La FIFA ha hecho algunas pruebas para establecer, como en la mayoría de deportes relevantes, la ayuda del video para varias decisiones arbitrales. Como es evidente en torneos como la Champions, la UEFA todavía no se ha atrevido.

Algunos piensan que se desnaturalizará el fútbol; es respetable, aunque eso no ha pasado en el tenis, ni en el baloncesto, ni en el fútbol americano y no tendría por qué sucederle al balompié. Además, no hay nada más natural que la permanente búsqueda de la justicia. Las herramientas que puedan ayudar a lograrlo deben ser bienvenidas.

No puede seguir pasando que, en vez de hablar del gran partido de fútbol que jugaron Real Madrid y Bayern Múnich, terminamos hablando de lo mal que lo hizo el juez, que además no cuenta con las mil repeticiones con las que contamos los telespectadores. Es evidente que las equivocaciones del árbitro incidieron directamente en el resultado, como también lo hicieron en aquel juego de la remontada del Barcelona ante el PSG. Pero no podemos sentenciar sin pruebas que los errores fueron premeditados y buscaban favorecer a los dos equipos españoles.

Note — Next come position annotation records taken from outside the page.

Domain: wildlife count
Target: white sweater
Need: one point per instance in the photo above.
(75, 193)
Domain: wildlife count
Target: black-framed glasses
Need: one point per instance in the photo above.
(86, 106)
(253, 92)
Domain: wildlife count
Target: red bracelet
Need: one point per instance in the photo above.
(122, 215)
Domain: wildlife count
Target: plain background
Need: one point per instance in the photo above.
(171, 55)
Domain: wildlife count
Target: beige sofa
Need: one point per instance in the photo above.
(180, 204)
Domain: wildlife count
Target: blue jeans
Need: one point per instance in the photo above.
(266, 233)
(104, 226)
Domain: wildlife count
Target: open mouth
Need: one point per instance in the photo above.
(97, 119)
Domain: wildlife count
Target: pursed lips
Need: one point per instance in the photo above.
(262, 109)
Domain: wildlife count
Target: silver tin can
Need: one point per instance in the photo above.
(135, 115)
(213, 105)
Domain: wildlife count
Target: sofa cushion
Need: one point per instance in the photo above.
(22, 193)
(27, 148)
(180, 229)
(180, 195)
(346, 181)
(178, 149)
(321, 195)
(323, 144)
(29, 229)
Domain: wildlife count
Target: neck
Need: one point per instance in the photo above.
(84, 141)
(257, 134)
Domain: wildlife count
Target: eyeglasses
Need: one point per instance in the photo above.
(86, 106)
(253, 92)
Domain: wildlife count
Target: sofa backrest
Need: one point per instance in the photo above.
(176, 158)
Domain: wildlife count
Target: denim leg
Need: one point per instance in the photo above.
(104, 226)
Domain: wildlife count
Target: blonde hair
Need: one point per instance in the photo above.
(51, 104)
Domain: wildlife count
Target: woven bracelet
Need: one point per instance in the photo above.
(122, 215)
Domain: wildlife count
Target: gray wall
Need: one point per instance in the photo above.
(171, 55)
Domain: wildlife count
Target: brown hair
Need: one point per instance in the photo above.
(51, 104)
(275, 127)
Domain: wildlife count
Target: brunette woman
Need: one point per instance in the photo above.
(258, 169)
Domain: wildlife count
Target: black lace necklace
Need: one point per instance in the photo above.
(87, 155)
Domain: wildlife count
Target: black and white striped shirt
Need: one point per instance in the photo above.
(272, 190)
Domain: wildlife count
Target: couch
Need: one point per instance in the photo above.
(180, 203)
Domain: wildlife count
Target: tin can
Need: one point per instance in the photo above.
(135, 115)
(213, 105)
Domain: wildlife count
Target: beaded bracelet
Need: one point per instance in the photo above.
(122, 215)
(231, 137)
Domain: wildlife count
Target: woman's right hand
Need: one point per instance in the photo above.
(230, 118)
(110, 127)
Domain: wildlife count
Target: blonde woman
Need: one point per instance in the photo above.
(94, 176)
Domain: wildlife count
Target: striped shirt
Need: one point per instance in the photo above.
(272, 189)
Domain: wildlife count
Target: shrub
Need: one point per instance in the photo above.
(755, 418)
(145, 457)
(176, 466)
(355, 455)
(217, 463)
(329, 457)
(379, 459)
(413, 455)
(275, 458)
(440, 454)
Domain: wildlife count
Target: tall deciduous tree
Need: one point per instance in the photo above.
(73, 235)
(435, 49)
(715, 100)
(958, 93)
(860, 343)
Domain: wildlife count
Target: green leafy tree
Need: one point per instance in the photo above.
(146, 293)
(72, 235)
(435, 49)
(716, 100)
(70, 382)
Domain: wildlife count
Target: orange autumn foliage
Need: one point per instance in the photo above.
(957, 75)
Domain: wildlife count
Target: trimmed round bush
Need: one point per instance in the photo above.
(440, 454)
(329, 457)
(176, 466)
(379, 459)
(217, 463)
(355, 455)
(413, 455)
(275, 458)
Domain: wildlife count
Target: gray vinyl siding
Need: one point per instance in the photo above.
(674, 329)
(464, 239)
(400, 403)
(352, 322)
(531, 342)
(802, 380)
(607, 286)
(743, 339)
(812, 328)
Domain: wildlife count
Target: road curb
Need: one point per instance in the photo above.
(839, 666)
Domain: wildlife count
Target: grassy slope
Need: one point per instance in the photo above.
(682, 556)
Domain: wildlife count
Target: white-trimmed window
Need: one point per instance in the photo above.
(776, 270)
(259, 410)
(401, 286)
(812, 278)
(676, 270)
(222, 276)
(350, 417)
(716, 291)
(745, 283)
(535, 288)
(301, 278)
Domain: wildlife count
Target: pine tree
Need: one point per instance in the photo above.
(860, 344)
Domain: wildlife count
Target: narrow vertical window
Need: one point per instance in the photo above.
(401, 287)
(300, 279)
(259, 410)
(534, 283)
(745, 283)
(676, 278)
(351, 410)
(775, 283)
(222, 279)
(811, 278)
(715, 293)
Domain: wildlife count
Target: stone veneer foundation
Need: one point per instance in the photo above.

Dicen que con estas ayudas los equipos más vendedores no llegarían lejos y se afectaría el mercadeo. Falso. La experiencia dice que en otros deportes siguen llegando los mejores a las instancias definitivas. Lebron James jugó la final de la NBA el año pasado, Brady el reciente Superbowl y Federer ganó en Australia. Por el contrario, su imagen ni siquiera se discute. Entre más transparente sea el deporte, mejor ponderados estarán sus máximos exponentes.

El temor a romper con lo establecido de parte de la dirigencia del fútbol ya no se puede explicar. La Copa de las Confederaciones volverá a ser escenario de pruebas y en marzo se decidirá si se utiliza en el mundial o no la videoayuda arbitral. Hay que mejorar en aspectos como la velocidad de la herramienta. Todos los cambios requieren de un período de perfeccionamiento, pero el fútbol no puede seguir siendo tan arcaico. Ya es hora de que el resultado del juego no sea consecuencia de los errores arbitrales.